Materials availability
This study did not generate new unique reagents
Experimental model and subject details
HaCaT keratinocytes
The spontaneously immortalized skin KC cell line HaCaT is derived from the epidermis of a caucasian male (Boukamp et al., 1988) and was kindly provided by Prof. N. Fusenig (Heidelberg, Deutsches Krebsforschungszentrum, Germany).
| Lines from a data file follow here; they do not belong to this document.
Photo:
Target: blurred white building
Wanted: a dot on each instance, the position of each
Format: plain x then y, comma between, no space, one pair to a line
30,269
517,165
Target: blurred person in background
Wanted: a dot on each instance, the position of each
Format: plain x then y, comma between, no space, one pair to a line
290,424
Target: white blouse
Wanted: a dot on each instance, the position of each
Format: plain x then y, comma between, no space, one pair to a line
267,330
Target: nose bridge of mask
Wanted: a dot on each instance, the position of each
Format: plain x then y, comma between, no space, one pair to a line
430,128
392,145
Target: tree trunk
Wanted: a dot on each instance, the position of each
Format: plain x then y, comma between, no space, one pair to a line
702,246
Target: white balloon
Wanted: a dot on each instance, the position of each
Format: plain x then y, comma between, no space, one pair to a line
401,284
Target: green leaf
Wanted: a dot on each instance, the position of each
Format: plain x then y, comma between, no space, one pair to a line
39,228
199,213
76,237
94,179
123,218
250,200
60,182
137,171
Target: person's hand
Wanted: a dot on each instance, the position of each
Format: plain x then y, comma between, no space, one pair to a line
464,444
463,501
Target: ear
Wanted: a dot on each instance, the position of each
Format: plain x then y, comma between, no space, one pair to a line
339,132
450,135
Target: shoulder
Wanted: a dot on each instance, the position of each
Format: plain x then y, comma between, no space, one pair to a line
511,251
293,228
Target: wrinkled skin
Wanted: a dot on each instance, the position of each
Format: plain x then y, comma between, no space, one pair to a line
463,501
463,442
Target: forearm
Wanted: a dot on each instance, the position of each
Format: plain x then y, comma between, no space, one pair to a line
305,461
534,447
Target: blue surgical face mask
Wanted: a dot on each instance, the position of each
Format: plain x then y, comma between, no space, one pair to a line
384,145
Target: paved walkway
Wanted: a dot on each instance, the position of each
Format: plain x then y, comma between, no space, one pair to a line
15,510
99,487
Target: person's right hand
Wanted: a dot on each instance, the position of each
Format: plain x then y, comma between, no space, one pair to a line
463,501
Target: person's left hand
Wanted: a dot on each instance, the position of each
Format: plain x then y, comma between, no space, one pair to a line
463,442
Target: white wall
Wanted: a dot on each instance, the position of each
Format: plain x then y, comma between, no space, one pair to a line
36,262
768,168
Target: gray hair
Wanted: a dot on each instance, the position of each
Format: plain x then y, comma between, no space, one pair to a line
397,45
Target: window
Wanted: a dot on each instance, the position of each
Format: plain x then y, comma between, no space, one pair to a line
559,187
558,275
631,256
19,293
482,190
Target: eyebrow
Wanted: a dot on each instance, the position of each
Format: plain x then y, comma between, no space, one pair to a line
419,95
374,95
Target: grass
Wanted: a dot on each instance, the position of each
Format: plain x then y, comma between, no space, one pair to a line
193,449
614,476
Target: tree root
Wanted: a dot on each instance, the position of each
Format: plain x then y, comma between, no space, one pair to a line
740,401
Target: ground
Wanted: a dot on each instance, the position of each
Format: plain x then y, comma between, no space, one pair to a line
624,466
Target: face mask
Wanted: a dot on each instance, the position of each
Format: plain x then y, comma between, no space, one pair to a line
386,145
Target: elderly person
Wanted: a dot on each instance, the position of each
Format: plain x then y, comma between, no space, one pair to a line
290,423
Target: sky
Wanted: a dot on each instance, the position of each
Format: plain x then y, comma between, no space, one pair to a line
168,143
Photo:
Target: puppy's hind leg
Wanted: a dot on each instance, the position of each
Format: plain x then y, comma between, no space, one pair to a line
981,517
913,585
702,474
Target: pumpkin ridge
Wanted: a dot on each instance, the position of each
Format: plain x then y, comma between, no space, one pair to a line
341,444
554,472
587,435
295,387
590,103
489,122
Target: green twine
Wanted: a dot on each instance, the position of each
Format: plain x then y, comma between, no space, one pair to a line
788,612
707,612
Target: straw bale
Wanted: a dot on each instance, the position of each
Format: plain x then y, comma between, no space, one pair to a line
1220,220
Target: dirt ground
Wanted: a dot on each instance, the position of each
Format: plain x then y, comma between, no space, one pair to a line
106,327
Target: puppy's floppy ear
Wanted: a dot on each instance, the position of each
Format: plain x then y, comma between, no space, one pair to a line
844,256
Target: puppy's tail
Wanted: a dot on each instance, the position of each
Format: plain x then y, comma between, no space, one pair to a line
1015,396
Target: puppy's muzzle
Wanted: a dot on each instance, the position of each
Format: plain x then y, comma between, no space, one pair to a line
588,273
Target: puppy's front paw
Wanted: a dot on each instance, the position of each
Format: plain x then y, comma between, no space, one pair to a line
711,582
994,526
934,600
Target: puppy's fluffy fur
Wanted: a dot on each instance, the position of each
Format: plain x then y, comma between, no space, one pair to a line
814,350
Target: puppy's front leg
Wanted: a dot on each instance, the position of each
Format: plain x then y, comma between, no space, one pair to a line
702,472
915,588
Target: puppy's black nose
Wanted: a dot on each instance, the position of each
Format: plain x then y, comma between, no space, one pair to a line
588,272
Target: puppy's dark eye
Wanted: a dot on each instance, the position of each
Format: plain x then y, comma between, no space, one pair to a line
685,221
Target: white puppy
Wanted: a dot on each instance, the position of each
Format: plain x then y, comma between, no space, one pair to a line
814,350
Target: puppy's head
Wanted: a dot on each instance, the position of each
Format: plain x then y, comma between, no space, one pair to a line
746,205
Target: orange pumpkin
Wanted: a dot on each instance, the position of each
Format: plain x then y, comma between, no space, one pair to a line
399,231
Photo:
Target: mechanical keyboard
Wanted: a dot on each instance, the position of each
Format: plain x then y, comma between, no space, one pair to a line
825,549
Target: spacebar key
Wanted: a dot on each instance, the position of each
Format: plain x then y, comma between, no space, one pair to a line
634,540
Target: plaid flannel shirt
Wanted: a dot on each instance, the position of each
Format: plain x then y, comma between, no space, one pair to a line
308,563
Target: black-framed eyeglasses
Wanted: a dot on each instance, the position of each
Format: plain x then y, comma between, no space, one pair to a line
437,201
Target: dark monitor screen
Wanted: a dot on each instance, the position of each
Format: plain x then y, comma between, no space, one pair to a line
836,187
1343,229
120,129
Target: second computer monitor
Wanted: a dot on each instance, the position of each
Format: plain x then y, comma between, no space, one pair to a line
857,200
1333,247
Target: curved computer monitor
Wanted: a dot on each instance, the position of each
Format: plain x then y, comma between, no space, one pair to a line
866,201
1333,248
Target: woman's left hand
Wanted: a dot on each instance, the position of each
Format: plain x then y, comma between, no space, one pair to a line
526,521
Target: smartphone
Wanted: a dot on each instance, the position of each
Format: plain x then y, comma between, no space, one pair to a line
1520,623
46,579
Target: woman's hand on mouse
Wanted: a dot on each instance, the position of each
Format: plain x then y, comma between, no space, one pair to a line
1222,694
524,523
HaCaT are a commonly used cell system to study proliferative and inflammatory responses in psoriasis research (Farkas et al., 2003; Feuerherm et al., 2013; Lehmann, 1997; Pozzi et al., 2004; Se et al., 2010; Ziv et al., 2008); the cells differentiate on reaching confluency and form stratified epithelia when grown under appropriate conditions (Hinitt et al., 2011; Schoop et al., 1999). The HaCaT cells used in this study were not authenticated.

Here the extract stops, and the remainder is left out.